Time collapsed and it was summer again, and, briefly, things looked better. We began to dream of normalcy, of trips and jobs and school. But 2021’s hot vax summer only truly delivered on the hot part, as vaccination rates slowed and the Delta variant cut through some states with the brutal efficiency of the wildfires that decimated others. It happened in a flash: It was good, then it was bad, then we were right back in the same nightmare we’d been living in for 18 months.
And suddenly now it’s back to school while cases are rising, back to school while masks are a battleground, back to school while everyone under 12 is still unvaccinated.
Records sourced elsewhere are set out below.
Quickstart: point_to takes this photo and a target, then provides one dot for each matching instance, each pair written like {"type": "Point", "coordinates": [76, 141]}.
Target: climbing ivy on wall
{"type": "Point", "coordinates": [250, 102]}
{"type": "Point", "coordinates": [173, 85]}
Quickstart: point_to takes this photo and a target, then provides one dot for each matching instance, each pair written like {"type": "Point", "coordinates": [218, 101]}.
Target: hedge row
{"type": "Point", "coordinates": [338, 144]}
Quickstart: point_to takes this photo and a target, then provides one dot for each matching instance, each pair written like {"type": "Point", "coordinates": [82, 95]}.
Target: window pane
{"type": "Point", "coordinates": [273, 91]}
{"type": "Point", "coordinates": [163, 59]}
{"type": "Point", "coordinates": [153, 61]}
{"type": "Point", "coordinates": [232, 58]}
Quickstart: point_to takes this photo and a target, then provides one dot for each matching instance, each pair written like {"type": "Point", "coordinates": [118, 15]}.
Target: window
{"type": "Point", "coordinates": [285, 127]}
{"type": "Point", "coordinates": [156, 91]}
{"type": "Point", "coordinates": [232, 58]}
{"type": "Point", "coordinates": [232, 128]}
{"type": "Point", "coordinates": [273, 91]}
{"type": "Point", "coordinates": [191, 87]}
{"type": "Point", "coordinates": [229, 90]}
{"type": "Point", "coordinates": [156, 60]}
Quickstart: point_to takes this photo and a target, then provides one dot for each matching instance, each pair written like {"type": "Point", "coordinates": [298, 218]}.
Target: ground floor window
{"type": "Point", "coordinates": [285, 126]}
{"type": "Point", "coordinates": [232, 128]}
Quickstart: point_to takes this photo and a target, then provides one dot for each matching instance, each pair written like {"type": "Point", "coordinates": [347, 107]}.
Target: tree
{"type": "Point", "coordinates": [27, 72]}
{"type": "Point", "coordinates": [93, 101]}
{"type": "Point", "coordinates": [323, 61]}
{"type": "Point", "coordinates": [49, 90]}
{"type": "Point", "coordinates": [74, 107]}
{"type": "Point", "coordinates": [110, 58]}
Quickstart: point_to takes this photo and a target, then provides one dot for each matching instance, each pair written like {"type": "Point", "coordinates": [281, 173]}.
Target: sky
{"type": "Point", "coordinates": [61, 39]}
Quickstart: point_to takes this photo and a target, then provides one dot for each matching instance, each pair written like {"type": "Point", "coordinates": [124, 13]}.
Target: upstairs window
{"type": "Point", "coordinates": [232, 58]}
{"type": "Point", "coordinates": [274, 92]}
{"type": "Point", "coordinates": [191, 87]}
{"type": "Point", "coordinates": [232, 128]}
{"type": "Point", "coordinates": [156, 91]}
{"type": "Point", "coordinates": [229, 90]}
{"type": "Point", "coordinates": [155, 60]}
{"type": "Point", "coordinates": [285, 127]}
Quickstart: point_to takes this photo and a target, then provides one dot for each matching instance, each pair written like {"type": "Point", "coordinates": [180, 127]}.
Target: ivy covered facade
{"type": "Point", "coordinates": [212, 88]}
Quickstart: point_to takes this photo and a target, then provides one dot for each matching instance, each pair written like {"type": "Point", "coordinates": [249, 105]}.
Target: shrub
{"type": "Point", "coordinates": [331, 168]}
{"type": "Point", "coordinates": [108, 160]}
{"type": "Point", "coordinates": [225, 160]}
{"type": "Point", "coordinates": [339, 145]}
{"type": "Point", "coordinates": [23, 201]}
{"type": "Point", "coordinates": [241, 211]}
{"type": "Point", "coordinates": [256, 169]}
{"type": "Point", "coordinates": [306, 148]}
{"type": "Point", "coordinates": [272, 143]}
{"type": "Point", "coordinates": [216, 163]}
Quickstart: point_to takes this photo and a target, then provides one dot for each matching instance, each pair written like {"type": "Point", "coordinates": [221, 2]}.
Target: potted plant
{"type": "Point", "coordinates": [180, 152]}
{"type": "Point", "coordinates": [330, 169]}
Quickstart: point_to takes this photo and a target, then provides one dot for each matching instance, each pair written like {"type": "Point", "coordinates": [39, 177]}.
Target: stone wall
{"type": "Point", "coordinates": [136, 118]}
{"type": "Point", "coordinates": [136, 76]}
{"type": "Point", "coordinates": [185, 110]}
Parents are living a repeat of the worst year of their lives-except this time, no matter what, kids are going back.

Even with college-age and older kids, my wife and I are struggling with trying to keep the kids (and family and friends) safe from Covid-19 while balancing the social and emotional wellbeing of everyone concerned. Plus, you know, navigating our jobs and figuring out dinner and whatnot.

We have help and resources. I can’t imagine what it is like for parents who don’t.

Most of 2020 and a large chunk of 2021 are going to be traumatizing for kids for decades.